The first recorded use of chemical weapons in the Iran-Iraq war was in 1982, two years into the conflict. Both sides used them, but Saddam was the first, in response to Iran’s vast manpower that had begun to turn the tide on Iraq’s initial advances.
On more than one occasion, seasoned British foreign correspondents – very much the minority in the press corps - informed the British and American embassies in Baghdad of Saddam’s use of chemical weapons. It was even discovered that some of Saddam’s mustard gas was delivered by British-made artillery shells (although there is no suggestion of British involvement in modifying their use).

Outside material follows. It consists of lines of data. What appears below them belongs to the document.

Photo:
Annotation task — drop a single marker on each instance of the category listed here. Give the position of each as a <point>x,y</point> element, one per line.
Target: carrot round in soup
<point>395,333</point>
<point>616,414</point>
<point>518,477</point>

British and American diplomats refused to act on anything other than material evidence. They never sought such proof themselves, and knew full well that it was near impossible for we reporters to secure it. One journalist who tried, Farzad Bazoft of The Observer, was caught at Baghdad airport in 1989 with soil samples that would have provided crucial evidence. He was jailed, tortured, forced to sign a confession of being a spy, and executed on 15 March 1990.
Even after the war ended, Saddam continued to use chemical agents to settle scores with the Kurds. Beekeepers on the Turkish side of the border reported the death of their bees as the wind carried a whiff of poison gas that Saddam had sprayed miles away in Kurdistan. But official voices in Washington and London maintained their silence.
Now that Saddam is no longer the favoured ‘son of a bitch’ of Washington and London, the State Department and the Foreign Office make frequent reference to Halabja, trying to convince those of us who reported Saddam’s atrocities long before them, of what a monster the man is. These are some of the same people who tried to discredit us when we first reported his atrocities two decades ago.